Shared Brain — cross-project knowledge on Notion

Status: opt-in, pipeline complete. v1.4 ships an interactive setup wizard with an upfront prerequisites checklist, friendlier token-missing errors, and concrete URL/page-ID guidance. Bootstrap with --interactive --init offers to launch the wizard automatically; otherwise run .tausik/tausik brain init.

TAUSIK's per-project memory (.tausik/tausik.db) is the primary store for everything specific to this repository. The Shared Brain is the optional second layer: a Notion-backed knowledge base that only stores knowledge generalizable across projects — paid-for architectural insights, hard-won gotchas, stable patterns, and HTTP cache that benefits all your repos.

The split is deliberate. The local DB keeps project-specific traces (file paths, module names, client slugs) — anything that would leak context between unrelated codebases. The brain keeps what you'd want a fresh agent in a different repo to learn from.

Philosophy

Layer	Store	Scope	Example
Local	`.tausik/tausik.db`	This project only	"auth-middleware.py line 42 logs PII — fix in MR-1234"
Brain	Notion databases	Cross-project	"SHA256-based project hashes avoid leaking names while staying unique for N<1000"

Artifact taxonomy (v1.4): shared vocabulary artifact / pattern / snippet for MCP brain_store_* and future snippet cards — see brain-artifact-taxonomy.md (optional field + strict mode in .tausik/config.json).

Editorial hygiene: when to merge local memory rows vs add a new entry (orthogonal to scrubbing) — Memory merge guidelines.
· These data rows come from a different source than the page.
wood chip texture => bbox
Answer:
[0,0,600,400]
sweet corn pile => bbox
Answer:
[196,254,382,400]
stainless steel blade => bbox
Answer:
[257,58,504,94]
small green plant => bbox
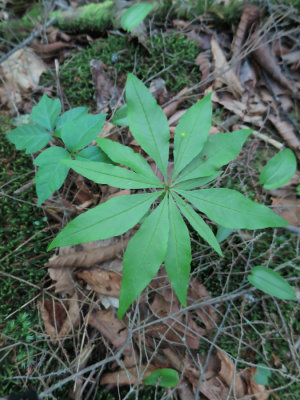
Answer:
[7,95,110,205]
[44,74,288,318]
[259,149,297,190]
[8,74,288,318]
[121,3,153,32]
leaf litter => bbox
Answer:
[2,1,300,400]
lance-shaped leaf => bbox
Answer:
[259,149,297,190]
[30,94,61,131]
[176,129,252,182]
[34,147,71,206]
[54,107,89,137]
[172,93,212,179]
[172,193,222,256]
[165,197,192,307]
[63,161,163,189]
[143,368,179,387]
[178,188,289,229]
[126,74,170,178]
[96,138,161,185]
[61,114,106,152]
[74,146,113,164]
[6,124,51,154]
[48,192,161,250]
[118,196,169,318]
[121,3,153,32]
[248,266,297,300]
[174,171,223,190]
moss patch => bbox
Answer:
[41,35,201,107]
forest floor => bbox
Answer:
[0,0,300,400]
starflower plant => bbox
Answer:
[44,74,288,318]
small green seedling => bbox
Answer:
[121,3,153,32]
[143,368,179,387]
[48,74,288,318]
[7,95,111,205]
[259,149,297,190]
[248,266,297,300]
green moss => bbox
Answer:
[53,0,114,33]
[41,35,200,107]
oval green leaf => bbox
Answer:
[165,197,192,307]
[248,266,297,300]
[118,195,169,319]
[178,188,289,229]
[143,368,179,387]
[48,192,160,251]
[126,74,170,178]
[259,149,297,190]
[121,3,153,32]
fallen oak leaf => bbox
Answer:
[46,239,129,268]
[242,367,269,400]
[217,349,246,398]
[38,293,80,344]
[76,268,122,298]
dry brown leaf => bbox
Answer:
[200,376,230,400]
[46,239,129,268]
[211,38,244,98]
[88,309,128,349]
[271,197,300,226]
[211,92,267,126]
[217,349,246,398]
[48,267,74,296]
[146,291,205,349]
[73,175,94,205]
[242,367,269,400]
[163,88,187,118]
[187,279,218,332]
[38,293,80,344]
[231,6,260,75]
[90,60,120,112]
[269,115,300,160]
[100,364,157,386]
[196,51,212,90]
[251,30,300,98]
[76,267,122,298]
[0,47,47,104]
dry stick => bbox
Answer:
[0,17,56,64]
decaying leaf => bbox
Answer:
[211,38,244,98]
[269,115,300,160]
[271,197,300,226]
[251,30,300,98]
[100,364,158,386]
[0,47,47,104]
[163,88,187,118]
[90,60,120,112]
[211,92,267,126]
[76,267,122,298]
[46,239,129,268]
[231,6,260,75]
[88,309,128,349]
[38,293,80,344]
[217,349,246,398]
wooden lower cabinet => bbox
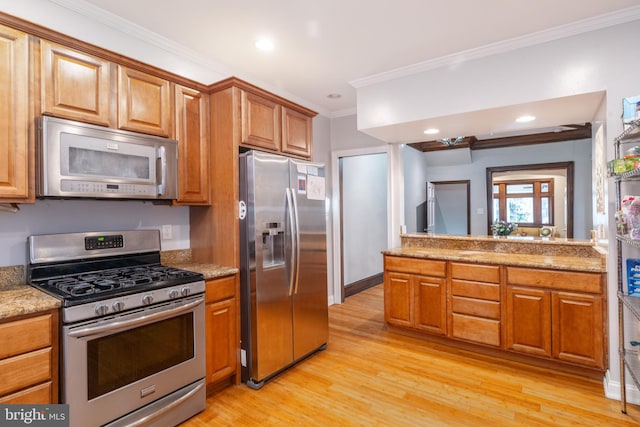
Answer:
[205,276,240,393]
[384,257,447,335]
[0,311,58,404]
[384,255,607,372]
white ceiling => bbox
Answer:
[77,0,640,140]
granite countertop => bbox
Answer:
[382,248,607,273]
[382,234,607,273]
[0,265,61,320]
[0,249,239,320]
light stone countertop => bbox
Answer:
[382,234,607,273]
[0,249,239,320]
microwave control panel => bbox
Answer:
[60,179,158,197]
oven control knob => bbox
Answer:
[96,304,109,316]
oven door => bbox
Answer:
[62,294,206,427]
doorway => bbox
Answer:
[339,153,387,301]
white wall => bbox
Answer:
[341,153,388,285]
[0,200,189,267]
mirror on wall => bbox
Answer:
[487,162,574,238]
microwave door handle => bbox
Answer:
[156,147,167,195]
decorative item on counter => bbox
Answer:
[627,258,640,297]
[491,221,518,236]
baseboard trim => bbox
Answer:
[344,273,384,298]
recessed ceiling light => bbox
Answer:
[516,116,536,123]
[256,38,275,52]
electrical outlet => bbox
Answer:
[162,224,173,240]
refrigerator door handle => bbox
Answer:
[285,187,296,296]
[291,189,300,294]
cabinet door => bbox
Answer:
[384,272,413,327]
[552,292,604,368]
[240,91,280,151]
[206,298,238,384]
[413,276,447,335]
[175,85,210,205]
[505,286,551,357]
[118,66,172,137]
[282,107,312,157]
[0,26,34,202]
[40,40,115,126]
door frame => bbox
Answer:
[330,144,404,304]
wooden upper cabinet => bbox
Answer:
[118,65,172,137]
[240,90,280,151]
[40,40,113,126]
[175,85,210,205]
[281,107,312,157]
[0,26,34,202]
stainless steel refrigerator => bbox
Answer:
[239,151,329,389]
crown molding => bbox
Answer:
[49,0,233,76]
[349,6,640,89]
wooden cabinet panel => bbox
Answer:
[206,276,236,303]
[451,296,500,320]
[241,91,281,151]
[0,381,54,405]
[507,267,604,294]
[451,262,500,283]
[505,286,551,357]
[282,107,312,157]
[451,313,500,347]
[0,314,53,359]
[0,347,52,395]
[552,292,605,368]
[40,40,114,126]
[0,26,30,202]
[205,275,240,393]
[384,272,413,326]
[206,298,239,384]
[413,276,447,335]
[451,280,500,301]
[175,85,211,205]
[384,256,447,277]
[118,66,172,137]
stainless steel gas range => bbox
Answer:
[27,230,206,427]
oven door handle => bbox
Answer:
[67,298,204,338]
[122,384,204,427]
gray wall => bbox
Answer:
[403,139,592,239]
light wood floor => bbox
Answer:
[182,285,640,427]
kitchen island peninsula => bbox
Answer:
[383,234,607,378]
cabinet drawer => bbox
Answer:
[507,267,603,294]
[206,276,236,303]
[384,256,447,277]
[0,348,51,395]
[0,381,52,405]
[0,314,52,359]
[451,280,500,301]
[451,313,500,346]
[451,262,500,283]
[451,297,500,320]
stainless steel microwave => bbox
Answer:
[36,116,178,200]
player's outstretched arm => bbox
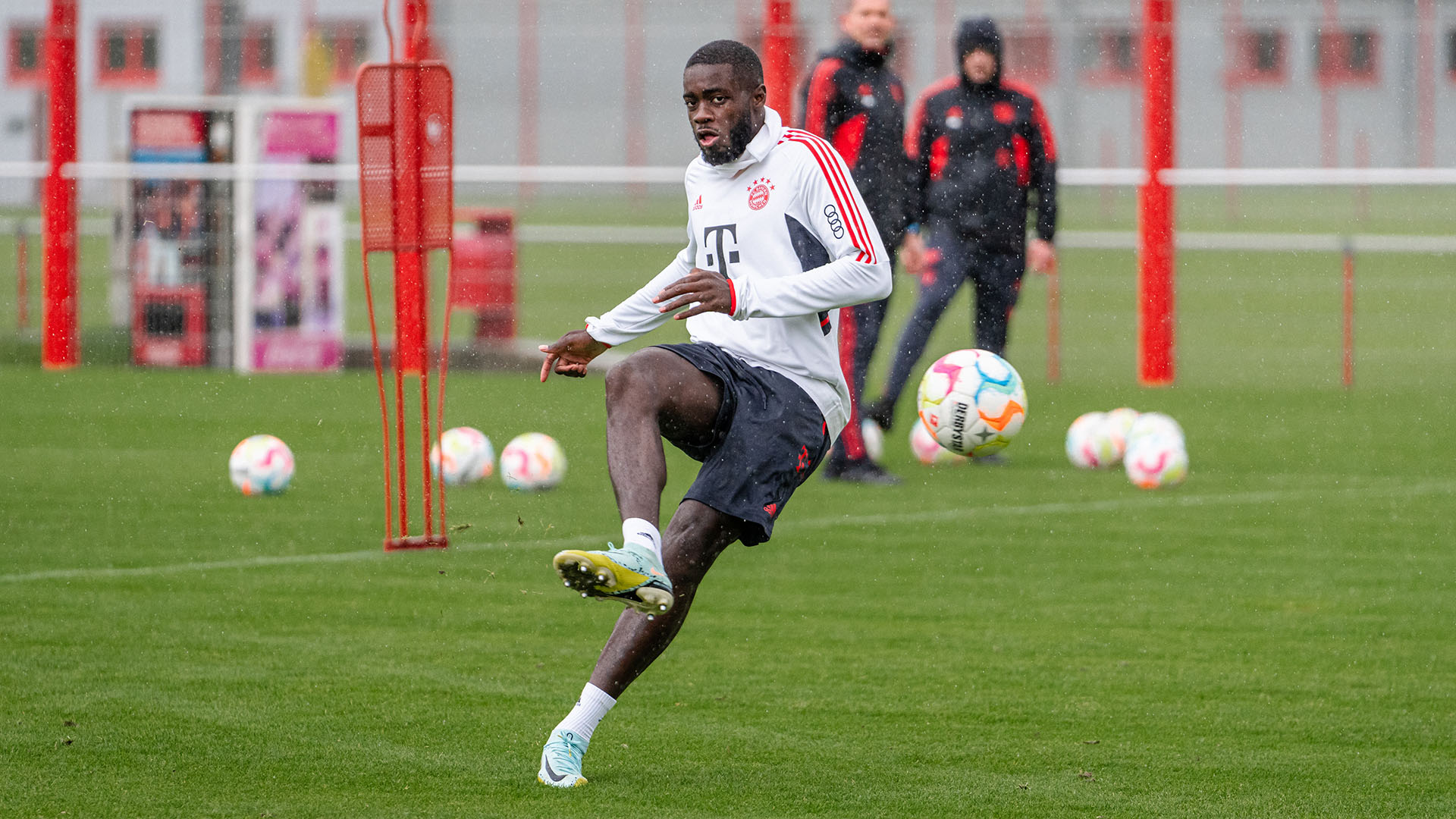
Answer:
[540,329,611,381]
[652,267,737,321]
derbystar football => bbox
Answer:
[1106,406,1138,463]
[1127,413,1185,450]
[500,433,566,491]
[859,419,885,460]
[1122,433,1188,490]
[228,436,293,495]
[429,427,495,485]
[910,419,970,466]
[1065,413,1116,469]
[916,350,1027,457]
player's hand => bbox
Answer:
[652,267,733,321]
[1027,239,1057,272]
[900,233,924,275]
[540,329,610,381]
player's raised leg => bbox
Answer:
[552,348,722,615]
[536,500,741,787]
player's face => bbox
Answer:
[839,0,896,51]
[682,65,767,165]
[961,48,996,84]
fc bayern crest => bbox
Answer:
[748,177,774,210]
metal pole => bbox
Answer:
[41,0,80,369]
[1138,0,1174,386]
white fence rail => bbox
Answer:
[8,162,1456,188]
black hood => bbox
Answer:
[956,17,1002,86]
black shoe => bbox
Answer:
[864,398,896,433]
[824,457,900,487]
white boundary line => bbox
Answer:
[0,160,1456,188]
[0,479,1456,583]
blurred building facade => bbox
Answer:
[0,0,1456,192]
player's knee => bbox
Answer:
[607,350,671,408]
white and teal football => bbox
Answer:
[500,433,566,491]
[429,427,495,485]
[916,350,1027,457]
[1122,431,1188,490]
[1127,413,1185,450]
[228,436,294,495]
[1065,413,1116,469]
[910,419,970,466]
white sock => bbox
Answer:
[556,682,617,742]
[622,517,663,563]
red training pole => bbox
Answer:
[1341,240,1356,389]
[41,0,80,370]
[1046,258,1062,383]
[1138,0,1174,386]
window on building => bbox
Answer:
[318,20,369,83]
[1005,27,1057,83]
[96,24,160,86]
[1082,27,1141,83]
[1228,28,1288,83]
[6,24,46,86]
[237,22,278,87]
[1315,28,1380,83]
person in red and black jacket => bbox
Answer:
[864,17,1057,428]
[799,0,913,484]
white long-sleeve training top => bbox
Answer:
[587,108,891,436]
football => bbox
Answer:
[500,433,566,491]
[1122,433,1188,490]
[429,427,495,485]
[228,436,293,495]
[916,350,1027,457]
[910,421,970,466]
[1065,413,1116,469]
[1127,413,1184,450]
[1106,406,1138,465]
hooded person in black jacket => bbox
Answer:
[799,0,912,484]
[864,17,1057,428]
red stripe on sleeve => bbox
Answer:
[833,112,869,168]
[785,131,880,264]
[804,57,845,136]
[786,131,875,264]
[1002,80,1057,162]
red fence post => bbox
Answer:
[41,0,80,370]
[1138,0,1174,386]
[14,218,30,329]
[761,0,793,125]
[1339,239,1356,389]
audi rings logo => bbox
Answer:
[824,206,845,239]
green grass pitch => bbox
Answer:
[0,215,1456,819]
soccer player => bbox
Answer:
[801,0,910,484]
[537,39,890,787]
[864,17,1057,434]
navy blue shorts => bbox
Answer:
[658,344,830,547]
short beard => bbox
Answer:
[701,111,753,165]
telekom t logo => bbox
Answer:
[703,224,738,278]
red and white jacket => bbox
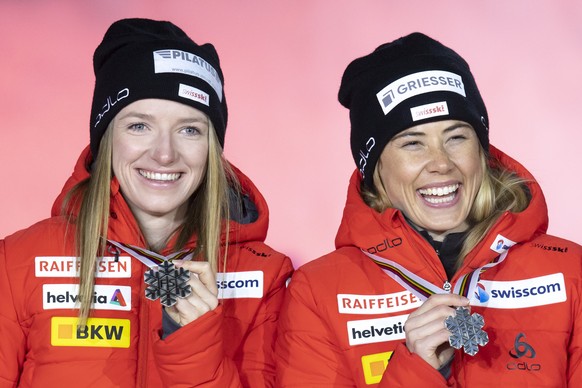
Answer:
[276,147,582,388]
[0,150,292,388]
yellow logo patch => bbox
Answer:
[362,352,393,385]
[51,317,131,348]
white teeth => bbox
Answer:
[418,183,459,197]
[139,170,181,181]
[424,194,455,204]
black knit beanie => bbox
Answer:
[338,32,489,187]
[90,19,228,158]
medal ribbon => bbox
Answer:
[362,250,508,301]
[107,240,194,268]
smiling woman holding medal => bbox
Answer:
[276,33,582,387]
[0,19,292,387]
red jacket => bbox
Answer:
[0,147,292,388]
[276,148,582,388]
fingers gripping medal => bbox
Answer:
[445,307,489,356]
[144,261,192,307]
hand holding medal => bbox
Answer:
[404,294,469,369]
[166,260,218,326]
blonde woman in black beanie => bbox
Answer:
[276,33,582,387]
[0,19,292,387]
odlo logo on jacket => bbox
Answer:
[507,333,542,372]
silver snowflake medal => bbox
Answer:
[445,307,489,356]
[144,261,192,307]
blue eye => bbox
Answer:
[182,127,200,135]
[128,123,147,132]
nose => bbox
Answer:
[427,146,454,174]
[151,131,177,165]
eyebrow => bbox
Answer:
[392,123,472,140]
[118,111,208,124]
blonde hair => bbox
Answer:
[63,119,235,325]
[360,152,530,268]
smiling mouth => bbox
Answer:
[418,183,460,205]
[138,170,182,182]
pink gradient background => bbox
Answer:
[0,0,582,266]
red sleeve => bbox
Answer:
[275,270,354,388]
[0,240,26,388]
[235,257,293,388]
[153,306,242,388]
[154,258,293,388]
[567,252,582,387]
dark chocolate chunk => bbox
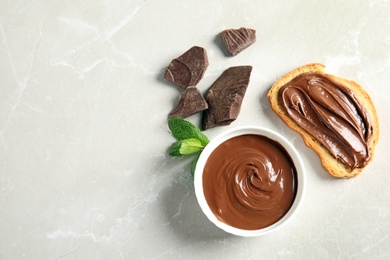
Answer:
[220,27,256,56]
[164,46,209,89]
[169,86,208,118]
[203,66,252,130]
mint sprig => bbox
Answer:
[168,118,210,175]
[168,117,210,146]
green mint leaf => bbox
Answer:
[191,153,200,176]
[169,138,204,156]
[168,118,210,146]
[168,141,182,156]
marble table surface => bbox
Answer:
[0,0,390,260]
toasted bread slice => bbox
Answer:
[268,63,379,178]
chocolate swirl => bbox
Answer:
[203,135,297,230]
[279,73,372,170]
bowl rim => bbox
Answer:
[194,125,306,237]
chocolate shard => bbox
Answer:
[164,46,209,89]
[202,66,252,130]
[220,27,256,56]
[169,86,208,118]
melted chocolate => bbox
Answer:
[203,135,297,230]
[279,73,372,170]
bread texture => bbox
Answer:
[268,63,379,178]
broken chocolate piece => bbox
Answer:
[169,86,208,118]
[220,27,256,56]
[164,46,209,89]
[203,66,252,130]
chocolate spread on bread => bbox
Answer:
[278,72,372,169]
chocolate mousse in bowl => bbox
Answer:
[194,126,305,237]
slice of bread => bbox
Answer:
[268,63,379,178]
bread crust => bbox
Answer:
[268,63,379,178]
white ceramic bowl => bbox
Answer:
[194,126,305,237]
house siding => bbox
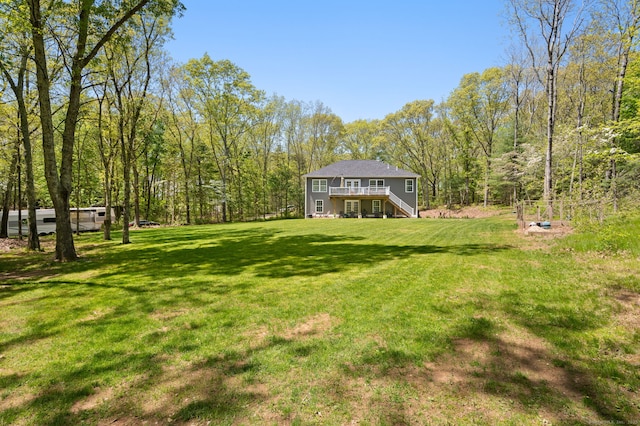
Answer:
[305,176,418,217]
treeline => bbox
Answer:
[0,0,640,260]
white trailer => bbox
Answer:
[7,207,115,236]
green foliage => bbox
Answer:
[567,213,640,256]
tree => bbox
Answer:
[383,100,438,208]
[340,120,381,160]
[509,0,583,201]
[451,68,509,207]
[0,33,40,251]
[26,0,182,262]
[185,54,264,222]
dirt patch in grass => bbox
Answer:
[283,313,333,339]
[614,290,640,330]
[338,325,597,424]
[420,206,504,219]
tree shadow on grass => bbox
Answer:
[87,230,510,281]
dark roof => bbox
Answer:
[304,160,420,178]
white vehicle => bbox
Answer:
[7,207,115,236]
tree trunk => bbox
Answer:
[28,0,76,262]
[0,139,20,238]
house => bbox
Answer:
[304,160,420,218]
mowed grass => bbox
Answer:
[0,215,640,425]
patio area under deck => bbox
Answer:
[329,186,414,217]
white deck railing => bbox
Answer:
[329,186,391,196]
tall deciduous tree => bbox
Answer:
[26,0,181,261]
[451,68,509,207]
[383,100,437,208]
[508,0,583,201]
[185,54,264,222]
[0,32,40,251]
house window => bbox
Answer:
[311,179,327,192]
[369,179,384,188]
[404,179,413,192]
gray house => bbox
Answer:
[304,160,420,218]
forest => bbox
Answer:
[0,0,640,260]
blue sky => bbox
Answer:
[167,0,509,123]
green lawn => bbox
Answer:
[0,215,640,425]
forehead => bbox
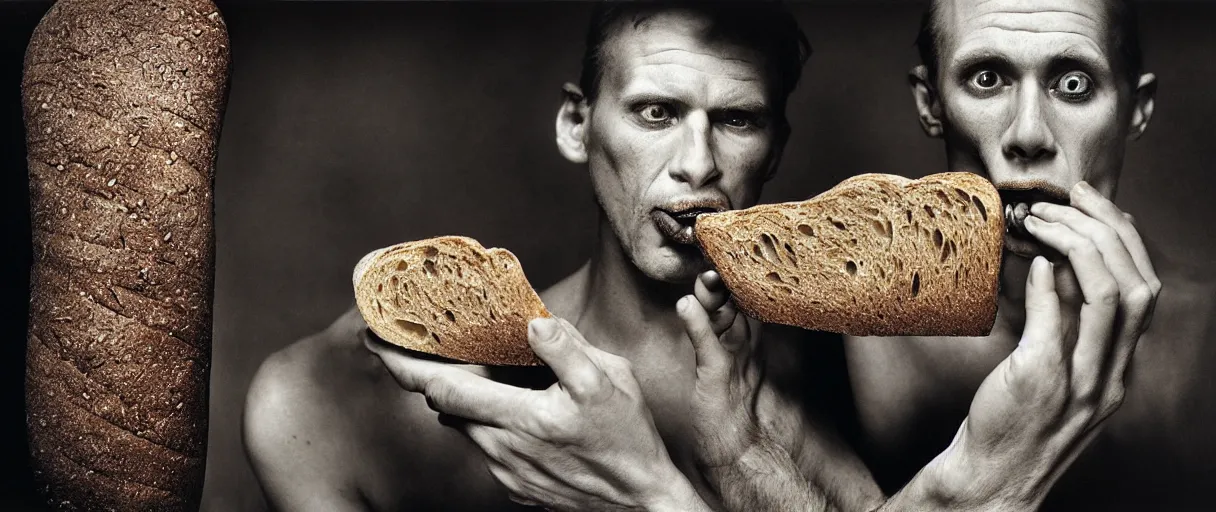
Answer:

Nothing that identifies the project should ever reach the brain. Enforcement:

Scrubbing linter rejects writes with absolute paths, kebab-slugs ≥3 parts, .tausik/tausik commands, internal URLs.
Classifier decides whether a record is local or brain; only brain-classified records are pushed.
Source Project Hash — every record carries SHA256(canonical_name)[:16], so even if a project-identifier accidentally slips through audit, the Notion-side reader can't cross-reference project names without the local registry.

Architecture

                     ┌────────────────────┐
                     │  Notion workspace  │
                     │  (4 databases)     │
                     │  decisions         │
                     │  web_cache         │
                     │  patterns          │
                     │  gotchas           │
                     └─────────┬──────────┘
                               │  Notion REST API
                               │  (Bearer + Notion-Version)
              ┌────────────────▼─────────────────┐
              │  scripts/brain_notion_client.py  │  stdlib urllib,
              │  throttle 350ms, 429/5xx retry   │  zero deps
              └────────────────┬─────────────────┘
                               │
                  ┌────────────┴─────────────┐
                  │                          │
         pages_create             iter_database_query
         (write path)             (pull with delta)
                  │                          │
                  │                          ▼
                  │           ┌──────────────────────────┐
                  │           │ scripts/brain_sync.py    │
                  │           │ map Notion→SQLite rows   │
                  │           │ upsert by page_id        │
                  │           │ advance sync_state       │
                  │           └────────────┬─────────────┘
                  │                        │
                  │                        ▼
                  │           ┌──────────────────────────┐
                  │           │ ~/.tausik-brain/brain.db │
                  │           │ brain_schema + FTS5      │
                  │           │ unicode61 tokenizer      │
                  │           └────────────┬─────────────┘
                  │                        │
                  │                        ▼
                  │           ┌──────────────────────────┐
                  │           │ scripts/brain_search.py  │
                  │           │ bm25-ranked local search │
                  │           └────────────┬─────────────┘
                  │                        │
                  └────────────┬───────────┘
                               │
                  ┌────────────▼──────────────┐
                  │ scripts/brain_config.py   │
                  │ load/validate config      │
                  │ project hash, token env   │
                  └───────────────────────────┘

Modules (shipped)

File	Purpose
scripts/brain_config.py	Config parsing + validation; `compute_project_hash`, `get_brain_mirror_path`
scripts/brain_schema.py	Local SQLite DDL (4 tables + FTS5 + triggers, `unicode61` tokenizer)
scripts/brain_notion_client.py	Stdlib Notion REST client (throttle + retry + pagination iterator)
scripts/brain_sync.py	Delta-pull Notion → local; maps Notion page JSON → SQLite rows
scripts/brain_search.py	Local FTS5 search with bm25 ranking and SQL `snippet()`
brain-db-schema.md	Design doc — database properties, JSON payload examples, trade-offs

Setup

Prerequisite: a Notion workspace you control.

1. Create the parent page

In your Notion sidebar, create a new page named "TAUSIK Shared Brain" (or whatever you like). This hosts the 4 databases the wizard will create.

2. Create the integration

https://www.notion.so/my-integrations → "New integration".
Name it "TAUSIK Brain".
Type: Internal.
Capabilities: Read content, Update content, Insert content.
Copy the internal integration token (starts with ntn_ or legacy secret_).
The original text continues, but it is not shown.